The tumor monorail project is a collaboration among Georgia Tech, Children’s Healthcare of Atlanta and Emory University.
“Support from the Marcus Foundation will enable us to accelerate the development of a novel tumor monorail device to treat brain tumors in patients,” said Georgia Tech biomedical engineer Ravi Bellamkonda, the lead investigator. “Research labs such as ours are set up to achieve scientific and engineering breakthroughs, but for these breakthroughs to reach patients, we need to follow good manufacturing practices, rigorous safety and quality testing, adhere to FDA guidelines for obtaining regulatory approvals, and design appropriate clinical trials. All of these processes are going to be greatly enhanced and accelerated with this critical and visionary Marcus Foundation support.”
The grant will enable device design and prototyping, development of a Food and Drug Administration-compliant manufacturing process, and FDA approval for a clinical investigational new drug study in Atlanta.

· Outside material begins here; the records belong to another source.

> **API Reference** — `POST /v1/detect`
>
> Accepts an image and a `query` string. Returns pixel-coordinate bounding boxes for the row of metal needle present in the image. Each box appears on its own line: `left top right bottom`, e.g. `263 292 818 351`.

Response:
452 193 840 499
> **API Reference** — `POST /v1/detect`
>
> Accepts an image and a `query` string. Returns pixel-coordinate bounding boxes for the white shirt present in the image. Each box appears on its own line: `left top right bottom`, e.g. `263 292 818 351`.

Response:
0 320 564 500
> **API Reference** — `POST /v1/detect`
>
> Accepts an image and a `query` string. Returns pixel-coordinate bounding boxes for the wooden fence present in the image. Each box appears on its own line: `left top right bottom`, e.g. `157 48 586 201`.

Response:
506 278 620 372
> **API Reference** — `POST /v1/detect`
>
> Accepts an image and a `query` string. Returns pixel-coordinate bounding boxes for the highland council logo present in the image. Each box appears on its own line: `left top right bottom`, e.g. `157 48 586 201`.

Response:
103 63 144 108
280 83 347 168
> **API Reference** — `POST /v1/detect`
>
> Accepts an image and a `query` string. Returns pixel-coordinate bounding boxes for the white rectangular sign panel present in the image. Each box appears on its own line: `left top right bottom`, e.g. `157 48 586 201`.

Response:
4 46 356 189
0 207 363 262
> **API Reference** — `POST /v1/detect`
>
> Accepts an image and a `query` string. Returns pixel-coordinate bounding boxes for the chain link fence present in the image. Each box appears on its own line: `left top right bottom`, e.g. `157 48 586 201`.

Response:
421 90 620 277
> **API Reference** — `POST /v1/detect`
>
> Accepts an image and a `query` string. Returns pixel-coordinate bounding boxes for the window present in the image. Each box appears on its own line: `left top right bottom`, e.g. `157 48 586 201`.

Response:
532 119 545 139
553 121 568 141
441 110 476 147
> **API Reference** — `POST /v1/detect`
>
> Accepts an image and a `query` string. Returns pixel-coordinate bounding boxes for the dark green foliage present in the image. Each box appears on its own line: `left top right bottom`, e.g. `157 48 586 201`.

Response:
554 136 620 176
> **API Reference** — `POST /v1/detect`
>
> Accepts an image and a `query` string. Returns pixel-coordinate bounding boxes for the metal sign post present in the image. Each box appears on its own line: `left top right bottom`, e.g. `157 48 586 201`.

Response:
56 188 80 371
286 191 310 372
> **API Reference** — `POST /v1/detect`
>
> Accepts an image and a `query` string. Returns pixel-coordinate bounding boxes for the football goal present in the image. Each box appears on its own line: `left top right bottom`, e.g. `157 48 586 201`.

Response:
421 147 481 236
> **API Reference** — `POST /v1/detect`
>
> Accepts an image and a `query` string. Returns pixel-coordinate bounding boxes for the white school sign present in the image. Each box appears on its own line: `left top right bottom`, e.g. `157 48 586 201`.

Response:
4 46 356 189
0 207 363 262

Atlanta-based Ian’s Friends Foundation supports pediatric brain tumor research, although the monorail project could be used for pediatric and adult tumors. The foundation is named for Jewish community member Ian Yagoda, who was diagnosed with inoperable brain cancer at age 2 in 2005.
The research team has demonstrated that the tumor monorail device can significantly reduce brain tumors in rodents by guiding tumors to grow into a specially designed “gel sink.” That study, published in Nature Materials in 2014, received worldwide media attention and interest.
The project exemplifies Georgia Tech and Atlanta’s strength in developing innovative technologies to improve child health — a burgeoning area of research known as pediatric bioengineering.